#parent | #kids | Parenting With Covid-19: How to Care for Kids If You Get Sick


“This is a risk-balance issue,” said Dr. Nolt. “If you are mildly sick, who is going to take care of the kids in your home? The risk of transmitting an infection to a child is not going to result in a whole lot, because kids do well. But if you are sick and have an older household member, that might tip the issue of isolation differently.”

Another bonus? Infections within a family home are usually staggered, which can help, noted Dr. Mathew. Even if you do transmit the infection to your partner, it will come after yours has receded.

“The parent who is further along in the course of the illness could take on the primary caregiver role for the children to help minimize the chance of transmission,” said Dr. Mathew. “It’s important to remember that the risk of transmission is highest in the first few days of illness, when the symptoms are more pronounced.”

Not everyone has a second home if they get sick. But no matter how tempting, none of the experts we talked to recommended retreating to a hotel or an Airbnb. “Asking those that are SARS-CoV-2 positive … to be quarantined in an Airbnb or hotel is not up for debate right now, as our efforts are focused on social distancing and staying at home as much as possible,” said Dr. Soni. “Hotels and other venues like this are still considered public places and could significantly increase spread.”

Keep High-Traffic Areas Clean

There are plenty of smart ways to clean and disinfect your home, but you don’t need to go nuts. If your spouse is quarantining in the bedroom, you don’t need to wear gloves and dump his contaminated soup bowl into a vat of boiling bleach. “We don’t want you doing disposable trays or anything like that,” said Nolt. “We know this virus is very easily cleaned by household cleaners. You don’t have to mix your own detergents or buy anything super strong.”

The important exception is the bathroom. “Several studies have come out regarding the role of feco-oral transmission of this virus, in addition to respiratory droplets,” said Dr. Soni. In other words, when he uses the bathroom, your sick loved one is shedding virus in the form of gross flying poop particles.

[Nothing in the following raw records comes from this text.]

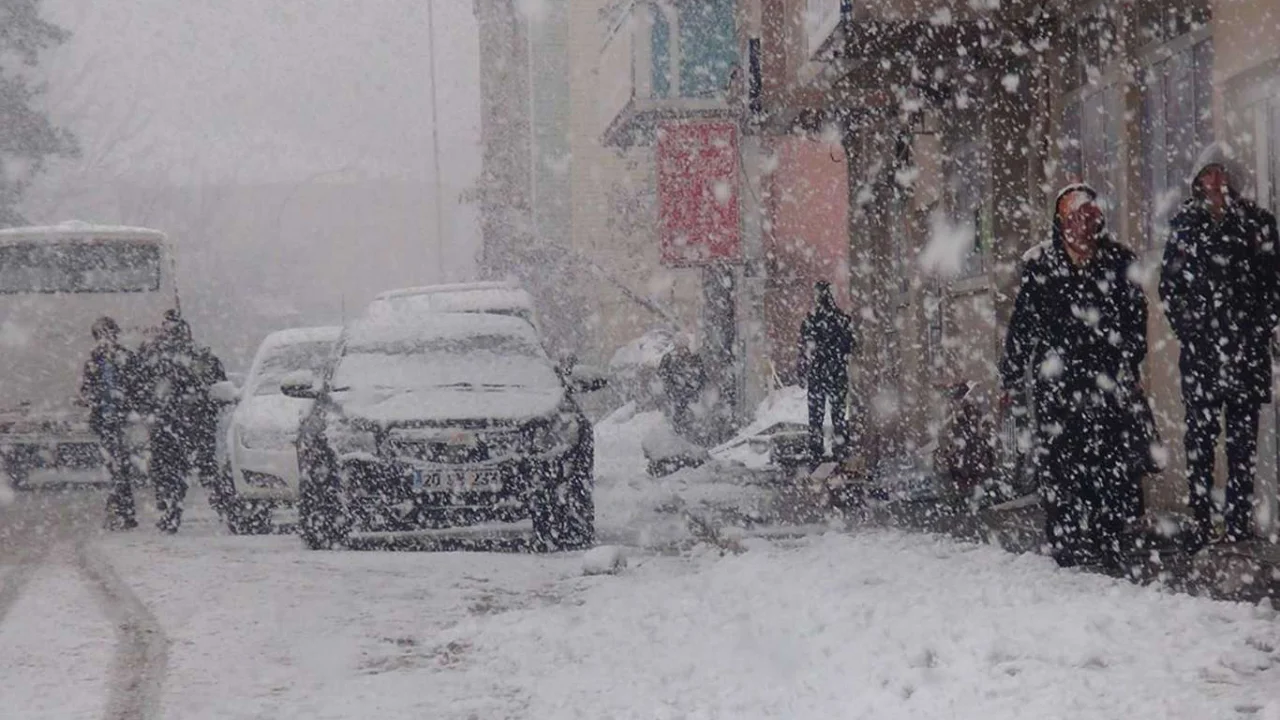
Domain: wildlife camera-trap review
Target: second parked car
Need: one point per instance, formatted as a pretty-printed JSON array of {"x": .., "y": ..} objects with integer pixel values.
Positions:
[
  {"x": 440, "y": 420},
  {"x": 261, "y": 438}
]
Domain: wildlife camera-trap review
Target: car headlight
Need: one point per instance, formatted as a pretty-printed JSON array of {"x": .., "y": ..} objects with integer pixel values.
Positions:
[
  {"x": 348, "y": 441},
  {"x": 556, "y": 432}
]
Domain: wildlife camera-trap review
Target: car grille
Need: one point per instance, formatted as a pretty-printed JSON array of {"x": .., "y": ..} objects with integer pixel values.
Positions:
[
  {"x": 458, "y": 449},
  {"x": 78, "y": 455}
]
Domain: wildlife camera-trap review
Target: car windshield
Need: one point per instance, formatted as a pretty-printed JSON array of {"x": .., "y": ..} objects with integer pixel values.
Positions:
[
  {"x": 284, "y": 359},
  {"x": 80, "y": 267},
  {"x": 476, "y": 361}
]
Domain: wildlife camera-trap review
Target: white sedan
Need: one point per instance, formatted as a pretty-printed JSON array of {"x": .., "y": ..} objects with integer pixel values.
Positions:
[{"x": 261, "y": 437}]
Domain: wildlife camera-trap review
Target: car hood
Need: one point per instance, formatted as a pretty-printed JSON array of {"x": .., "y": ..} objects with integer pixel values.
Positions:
[
  {"x": 444, "y": 405},
  {"x": 270, "y": 414}
]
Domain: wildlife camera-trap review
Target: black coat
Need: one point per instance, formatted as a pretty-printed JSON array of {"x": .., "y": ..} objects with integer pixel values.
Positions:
[
  {"x": 174, "y": 379},
  {"x": 1220, "y": 286},
  {"x": 108, "y": 387},
  {"x": 1080, "y": 332},
  {"x": 826, "y": 342}
]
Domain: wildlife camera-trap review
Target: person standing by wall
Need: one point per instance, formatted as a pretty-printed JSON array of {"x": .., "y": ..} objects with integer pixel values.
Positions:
[
  {"x": 1220, "y": 283},
  {"x": 106, "y": 390},
  {"x": 1079, "y": 329},
  {"x": 826, "y": 342}
]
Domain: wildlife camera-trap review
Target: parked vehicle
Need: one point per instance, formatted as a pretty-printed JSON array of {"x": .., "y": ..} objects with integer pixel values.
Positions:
[
  {"x": 440, "y": 420},
  {"x": 261, "y": 438},
  {"x": 492, "y": 297},
  {"x": 54, "y": 283}
]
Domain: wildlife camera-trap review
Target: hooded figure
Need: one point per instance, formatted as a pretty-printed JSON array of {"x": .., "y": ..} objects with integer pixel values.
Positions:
[
  {"x": 1221, "y": 292},
  {"x": 177, "y": 377},
  {"x": 1079, "y": 332},
  {"x": 826, "y": 343},
  {"x": 108, "y": 391}
]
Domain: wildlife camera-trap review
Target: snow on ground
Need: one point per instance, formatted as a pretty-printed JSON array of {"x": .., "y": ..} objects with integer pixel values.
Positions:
[
  {"x": 880, "y": 625},
  {"x": 55, "y": 648},
  {"x": 789, "y": 405}
]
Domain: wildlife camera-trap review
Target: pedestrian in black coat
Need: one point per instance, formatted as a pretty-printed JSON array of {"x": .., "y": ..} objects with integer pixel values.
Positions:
[
  {"x": 1220, "y": 283},
  {"x": 1079, "y": 332},
  {"x": 826, "y": 342},
  {"x": 108, "y": 391}
]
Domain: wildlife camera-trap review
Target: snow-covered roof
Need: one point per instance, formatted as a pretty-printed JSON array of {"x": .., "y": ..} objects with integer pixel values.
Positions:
[
  {"x": 295, "y": 336},
  {"x": 447, "y": 287},
  {"x": 77, "y": 229},
  {"x": 444, "y": 326}
]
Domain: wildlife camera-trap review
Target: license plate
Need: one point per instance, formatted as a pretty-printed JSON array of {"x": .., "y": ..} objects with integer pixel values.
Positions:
[{"x": 461, "y": 481}]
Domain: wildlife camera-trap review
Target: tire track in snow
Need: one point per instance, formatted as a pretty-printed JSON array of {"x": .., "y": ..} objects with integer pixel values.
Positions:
[
  {"x": 142, "y": 650},
  {"x": 17, "y": 579}
]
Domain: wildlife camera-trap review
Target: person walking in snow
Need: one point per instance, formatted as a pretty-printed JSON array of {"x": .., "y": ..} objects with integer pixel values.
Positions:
[
  {"x": 1221, "y": 292},
  {"x": 106, "y": 390},
  {"x": 826, "y": 342},
  {"x": 682, "y": 379},
  {"x": 177, "y": 377},
  {"x": 1079, "y": 329}
]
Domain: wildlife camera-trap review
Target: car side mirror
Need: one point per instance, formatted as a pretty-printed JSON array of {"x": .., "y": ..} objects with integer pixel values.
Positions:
[
  {"x": 586, "y": 378},
  {"x": 300, "y": 384},
  {"x": 224, "y": 392}
]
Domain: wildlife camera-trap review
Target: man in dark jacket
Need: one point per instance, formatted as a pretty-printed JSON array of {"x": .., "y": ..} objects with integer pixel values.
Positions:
[
  {"x": 1079, "y": 333},
  {"x": 178, "y": 376},
  {"x": 1220, "y": 287},
  {"x": 106, "y": 390},
  {"x": 826, "y": 343}
]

If a separate bathroom isn’t possible, all the experts we consulted suggested to wipe down your bathroom every day, and especially after the sick person has used it—along with putting disinfectant in the toilet bowl, and wiping down high-touch surfaces like the faucet handles and toilet handles with disinfectant. And make sure your sick loved one closes the toilet bowl lid and washes his hands.

“When you flush the toilet, there’s an aerosol that’s generated, a splashing of water out of the toilet, and that may contain virus. So you know it’s important to keep toothbrushes and so forth away from the toilet. [Everyone should] close the lid when they flush the toilet,” said Dr. John M. Townes, the medical director of infection prevention and control at OHSU Healthcare. “And wash their hands after going to the bathroom, for sure.”

Take Care of Yourself

Nolt also made one last important point: The best way to prevent both parents from falling ill is to take care of themselves. Many of us are adjusting to new routines and new realities, of becoming full-time work-from-home employees as well as full-time caregivers.

It’s easy to let things like eating well, exercising, decreasing our stress, and getting enough sleep fall by the wayside when we’re coping with a dozen new and different demands on our time and energy. If you find yourself getting the urge to finish one last work assignment or do one more load of laundry … don’t. It’s now a public service to make sure that we stay healthy and able to take care of our kids and each other.